Bathtubs Over Broadway

Before David Letterman’s rise to mainstream TV megastardom, his humor appealed largely to nerds and geeks, obsessives and completionists who yearned to be hip, even if they were still ambivalent about that urge. Dave was known for his loyalty to his staff, and here he rewards one of his longest-serving writers, Steve Young, by acting as executive producer and interviewee for this delightfully oddball documentary about Young’s fixation on arcane industrial musicals from the 60s, 70s, and 80s, lavish extravaganzas funded by corporations as educational incentives for their salesmen and staged at private company functions. What started as a production duty—finding obscure LPs for a recurring Late Night bit about Dave’s record collection—became a mission for Young as he grew fascinated by these shows written by such Broadway teams as Sheldon Harnick and Jerry Bock (Fiddler on the Roof) and John Kander and Fred Ebb (Cabaret) that sang the praises of bathroom fixtures, cars, fast food, and polyester, sometimes to the tune of $3 million a pop.

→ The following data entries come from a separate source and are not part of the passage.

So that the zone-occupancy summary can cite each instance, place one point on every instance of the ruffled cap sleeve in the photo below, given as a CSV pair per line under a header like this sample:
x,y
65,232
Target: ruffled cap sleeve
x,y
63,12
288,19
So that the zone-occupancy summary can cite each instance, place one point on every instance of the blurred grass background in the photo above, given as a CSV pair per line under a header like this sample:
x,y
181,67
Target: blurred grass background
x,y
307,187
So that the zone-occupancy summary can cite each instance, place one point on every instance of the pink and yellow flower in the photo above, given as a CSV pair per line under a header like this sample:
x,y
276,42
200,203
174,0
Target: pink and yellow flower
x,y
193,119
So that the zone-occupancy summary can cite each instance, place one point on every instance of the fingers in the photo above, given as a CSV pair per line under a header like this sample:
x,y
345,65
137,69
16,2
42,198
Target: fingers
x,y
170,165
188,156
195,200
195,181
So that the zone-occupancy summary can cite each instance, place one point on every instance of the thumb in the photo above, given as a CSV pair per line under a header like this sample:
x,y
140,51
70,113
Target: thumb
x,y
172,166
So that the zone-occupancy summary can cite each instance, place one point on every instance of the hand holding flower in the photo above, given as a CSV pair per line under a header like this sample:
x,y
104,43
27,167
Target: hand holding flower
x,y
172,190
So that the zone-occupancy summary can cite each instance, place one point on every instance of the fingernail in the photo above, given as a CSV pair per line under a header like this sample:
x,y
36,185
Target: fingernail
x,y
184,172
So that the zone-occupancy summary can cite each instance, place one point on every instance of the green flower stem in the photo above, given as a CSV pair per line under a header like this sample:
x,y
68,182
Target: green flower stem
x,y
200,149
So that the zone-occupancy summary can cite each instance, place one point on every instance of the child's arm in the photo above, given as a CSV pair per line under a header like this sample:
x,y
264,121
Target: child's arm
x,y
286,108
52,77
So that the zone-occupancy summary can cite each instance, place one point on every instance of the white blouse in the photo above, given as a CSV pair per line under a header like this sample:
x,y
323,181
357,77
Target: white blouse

It makes you ponder, from the standpoint of cultural anthropology, the differences between then and now, with conglomerates today hell-bent on enriching shareholders by decimating workforces. The film includes Young’s own career crossroads, when Letterman retires from CBS and Young plans what’s next after a 25-year stint crafting jokes. Dava Whisenant (also a former Letterman staffer) directs this chronicle of a comedy writer’s second act, his embrace of a profound new passion, and the unexpected friends he’s made along the way.